TechCrunch asked Brave about its own decision to build a search index. It told us that prior to switching to its own tech it “always risked Microsoft imposing restrictions on us or simply cutting us off” — so the move was intended to free the business from a risky dependency.
“According to our quality assessment team, which does blinded assessments for quality of results, we are on par with Google and better than Bing in the countries we measure (those in which Brave Search is the default for Brave browser users),” the company also told us, adding that Brave Search is “the fastest growing search engine since Bing” with over 1 billion queries per month.
Discussing the costs of developing the index, Brave described the process as “long and very expensive” — pointing back to its 2021 acquisition of the open source Tailcat search engine, a technology whose development it said dates back to 2014.
“There is a reason why there are only three fully-fledged independent search indexes in the West,” Brave added.
The company licenses its search index via the Brave Search API. The API is being used by “many leading companies in the AI space,” per Brave, which added that it’s quickly becoming a “significant” source of revenue.
TechCrunch also asked search engineer Peter Popov about the costs involved in building a search index.
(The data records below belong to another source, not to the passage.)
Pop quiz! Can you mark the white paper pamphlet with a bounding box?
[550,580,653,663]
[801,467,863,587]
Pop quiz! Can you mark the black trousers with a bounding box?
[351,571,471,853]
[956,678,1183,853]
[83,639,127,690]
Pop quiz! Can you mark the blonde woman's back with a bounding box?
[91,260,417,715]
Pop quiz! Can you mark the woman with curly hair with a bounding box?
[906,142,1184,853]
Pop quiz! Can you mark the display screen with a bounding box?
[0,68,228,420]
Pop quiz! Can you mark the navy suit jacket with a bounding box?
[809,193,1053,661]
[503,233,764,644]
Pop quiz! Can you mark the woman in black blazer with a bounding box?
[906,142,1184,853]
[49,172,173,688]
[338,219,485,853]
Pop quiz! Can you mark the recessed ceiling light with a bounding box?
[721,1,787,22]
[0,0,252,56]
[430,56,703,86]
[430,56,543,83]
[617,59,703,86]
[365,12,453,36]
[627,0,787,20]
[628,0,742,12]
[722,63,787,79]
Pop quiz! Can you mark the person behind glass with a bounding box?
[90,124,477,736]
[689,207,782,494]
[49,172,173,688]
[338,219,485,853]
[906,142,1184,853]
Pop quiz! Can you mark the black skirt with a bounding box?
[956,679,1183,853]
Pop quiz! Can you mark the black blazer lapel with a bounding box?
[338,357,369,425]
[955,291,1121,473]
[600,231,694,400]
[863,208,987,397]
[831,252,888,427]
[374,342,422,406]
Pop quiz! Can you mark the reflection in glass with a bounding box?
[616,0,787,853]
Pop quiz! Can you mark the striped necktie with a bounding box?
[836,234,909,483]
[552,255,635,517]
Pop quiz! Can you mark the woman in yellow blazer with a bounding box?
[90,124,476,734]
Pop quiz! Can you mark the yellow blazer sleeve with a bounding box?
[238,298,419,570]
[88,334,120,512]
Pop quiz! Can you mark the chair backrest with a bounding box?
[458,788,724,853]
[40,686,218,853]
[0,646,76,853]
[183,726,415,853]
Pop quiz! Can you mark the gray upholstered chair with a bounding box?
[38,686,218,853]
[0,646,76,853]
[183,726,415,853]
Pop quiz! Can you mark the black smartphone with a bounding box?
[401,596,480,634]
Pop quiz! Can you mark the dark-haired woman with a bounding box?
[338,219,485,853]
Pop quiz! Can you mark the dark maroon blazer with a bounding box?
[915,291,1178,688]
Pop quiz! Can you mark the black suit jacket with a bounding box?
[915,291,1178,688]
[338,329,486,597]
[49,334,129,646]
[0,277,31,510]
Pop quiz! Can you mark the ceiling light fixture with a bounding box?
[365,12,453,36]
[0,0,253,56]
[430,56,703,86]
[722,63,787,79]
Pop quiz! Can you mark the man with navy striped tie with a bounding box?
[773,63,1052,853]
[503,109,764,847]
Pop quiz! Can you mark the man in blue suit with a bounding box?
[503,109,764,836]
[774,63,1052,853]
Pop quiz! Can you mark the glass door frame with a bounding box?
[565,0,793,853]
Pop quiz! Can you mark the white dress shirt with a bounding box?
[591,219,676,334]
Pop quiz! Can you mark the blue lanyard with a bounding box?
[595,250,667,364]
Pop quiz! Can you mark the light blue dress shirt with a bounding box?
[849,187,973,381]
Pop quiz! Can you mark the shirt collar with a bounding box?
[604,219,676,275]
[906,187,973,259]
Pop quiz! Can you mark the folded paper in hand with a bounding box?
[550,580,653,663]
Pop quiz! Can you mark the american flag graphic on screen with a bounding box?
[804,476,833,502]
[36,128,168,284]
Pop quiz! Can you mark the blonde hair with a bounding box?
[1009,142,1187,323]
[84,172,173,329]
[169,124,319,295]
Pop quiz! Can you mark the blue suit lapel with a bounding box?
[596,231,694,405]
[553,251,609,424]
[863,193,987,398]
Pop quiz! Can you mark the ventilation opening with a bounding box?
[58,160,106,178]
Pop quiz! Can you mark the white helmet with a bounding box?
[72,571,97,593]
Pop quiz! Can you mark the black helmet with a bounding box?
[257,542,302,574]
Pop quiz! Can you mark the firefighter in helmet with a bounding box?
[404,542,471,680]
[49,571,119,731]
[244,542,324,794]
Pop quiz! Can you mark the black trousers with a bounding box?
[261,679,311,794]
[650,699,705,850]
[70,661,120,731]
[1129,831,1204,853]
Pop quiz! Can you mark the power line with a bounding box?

Popov spent 15 years at Russian search giant Yandex, working on core search and ranking, and is now VP of ads at VK.
“Very roughly, a search index, which includes hardware and the cost of writing a search, does not cost much more than $10 million,” Popov told us, couching such an outlay as “not a very large investment.” He suggested that advances in AI have made it easier to produce quality search results without needing vast amounts of users feeding in data,”by using modern LLM models that contain knowledge of search semantics out of the box.”
At the same time, he warned there is growing challenge over where search bots can — or can’t — freely crawl. This is a problem as a search index needs wide access to information sources in order to usefully serve users’ queries.
“Proprietary platforms are often quite unfriendly to attempts to collect information,” Popov told TechCrunch.
“Creating a search index for the entire Internet is not such a difficult task from a technical point of view. The volume of useful information on the internet grows more slowly than computing power. By the way, one of the problems for scaling AI is precisely the relatively small volume of such information.”
“The useful-for-information-search internet is not that big,” he continued. “There is no internet of sites to search right now. And wait, of these [mainstream web] platforms, only Wikipedia is open to search. So that leaves Wikipedia search.
“After Wikipedia there are not many useful sites like arxiv.org or large online libraries. Information of this kind can be used in two ways — either by providing data during network training, or by feeding the neural network with search results during inference, in which case the search is one of the components of LLM working under the hood.”
In other words, in order for a search index to be useful, it also needs to be able to freely crawl the internet. But with Big Tech more jealously guarding info inside its own platforms these days, as giants compete to monetize user data afresh for training LLMs, this is also complicating the business of trying to get out from under their shadow by indexing the internet for search… From a rock to a hard place, then.